Stacey was jailed at the age of 17 for stabbing Vincent Francis, 34, the partner of her friend Holly Banwell, to death. She was sentenced to a minimum of eight years in prison.
At Stacey’s original trial in 2010, the jury heard there had been 27 incidents of domestic violence between Francis and Ms Banwell. Evidence was also provided that Francis had been violent towards a previous partner.
When the police arrived to arrest Stacey following the incident in the Somerset city of Wells, she aid: “He tried to kill me … I had to help Holly.”
Spending five years behind bars, campaign group Justice for Women worked hard to get Stacey a retrial. Once it occurred, she was cleared of the murder.
The jury at the retrial believed that Stacey had acted in self-defence and was released immediately. Jurors were played a call from Ms Banwell, where she told police that her boyfriend was ‘smashing, beating up my friend’.
Once she left prison, Stacey changed her name to Anastasia Darlison and moved to Cornwall from Bristol to start fresh. During her time in prison, Stacey was diagnosed with PTSD, having already struggled with bulimia nervosa, hepatitis C, kidney failure and drinking alcohol to excess.
Stacey developed a significant cocaine and alcohol problem. She died at the age of 32 in April 2024, nine years after she was released from prison. During her inquest, held on May 1 2025, it was said that she ‘fell in with the wrong crowd’ and took drugs and alcohol to excess ‘to cope with what happened in her earlier life’.
A statement read out in court on behalf of her mum her mum Diane, said: “At 17 she killed a man and was convicted of murder and was sentenced to spend a minimum of eight years in prison. After a campaign for her release, she appealed and was found not guilty of murder due to self-defence and was immediately released.
“She had spent five years in prison and she didn’t cope well after her release and turned to a life of prostitution, self-harm, drugs and alcohol.
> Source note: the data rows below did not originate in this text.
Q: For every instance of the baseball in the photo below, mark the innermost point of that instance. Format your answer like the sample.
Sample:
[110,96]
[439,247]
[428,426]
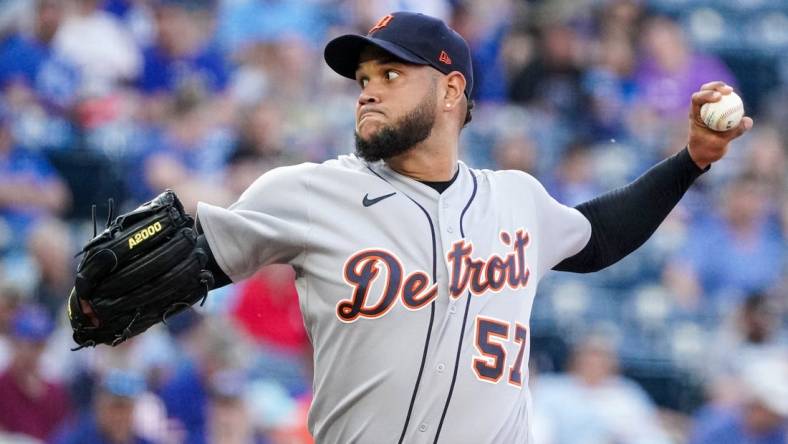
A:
[723,115]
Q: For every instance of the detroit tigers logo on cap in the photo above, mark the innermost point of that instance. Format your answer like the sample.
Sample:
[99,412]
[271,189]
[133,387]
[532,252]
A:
[382,23]
[444,58]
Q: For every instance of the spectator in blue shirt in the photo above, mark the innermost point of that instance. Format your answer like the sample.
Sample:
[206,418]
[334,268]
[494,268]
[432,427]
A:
[110,421]
[762,415]
[182,57]
[732,254]
[30,61]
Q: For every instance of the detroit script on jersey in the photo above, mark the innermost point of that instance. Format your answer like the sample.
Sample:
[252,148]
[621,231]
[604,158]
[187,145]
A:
[417,304]
[415,291]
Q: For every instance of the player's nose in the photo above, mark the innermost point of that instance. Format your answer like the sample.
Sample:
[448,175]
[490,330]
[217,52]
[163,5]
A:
[366,98]
[370,94]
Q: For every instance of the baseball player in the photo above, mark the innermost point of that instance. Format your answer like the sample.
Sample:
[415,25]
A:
[416,273]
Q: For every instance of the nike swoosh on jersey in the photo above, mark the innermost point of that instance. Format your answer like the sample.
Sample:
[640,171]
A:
[369,202]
She suffered from bulimia too.”
Her inquest heard that in the years leading up to her death, Ms Hyde was admitted to hospital 11 times, including when she suffered two cardiac arrests. Her cause of death was recorded as bulimia nervosa.
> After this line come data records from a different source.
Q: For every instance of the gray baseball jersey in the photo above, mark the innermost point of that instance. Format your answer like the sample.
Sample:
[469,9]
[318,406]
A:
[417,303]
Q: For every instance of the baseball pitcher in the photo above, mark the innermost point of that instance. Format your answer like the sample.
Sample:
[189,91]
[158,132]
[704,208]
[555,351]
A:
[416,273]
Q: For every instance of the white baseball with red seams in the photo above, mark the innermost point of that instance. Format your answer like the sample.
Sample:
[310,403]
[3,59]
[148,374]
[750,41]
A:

Speaking ahead of the documentary, Harriet Wistrich, CEO of Centre for Women’s Justice, stated: “Miscarriages of justice are commonly understood to be cases where the wrong person was prosecuted and convicted of an offence, sometimes serving many years in prison for a crime they did not commit – like the recent case of Andrew Malkinson, who served seventeen years for a rape he did not commit.
“However, many women are convicted of the murder of their partner where, like Stacey, they accept their actions caused the death but maintain that they were not guilty of murder, either because they acted in self-defence or because they were only partially culpable due to significant mitigating circumstances and should have been convicted of manslaughter, not murder.
“CWJ is currently reviewing over 30 cases where women were convicted of the murder of their abusive partner or of a man who attacked them. We are helping women appeal where possible and making detailed submissions to the Law Commission’s consultation on homicide, arguing that women suffer systemic sex discrimination within the criminal justice system because they are judged according to laws designed for men.
“The law is not fit for purpose when it fails to properly take into account domestic abuse and the structural inequality between men and women.”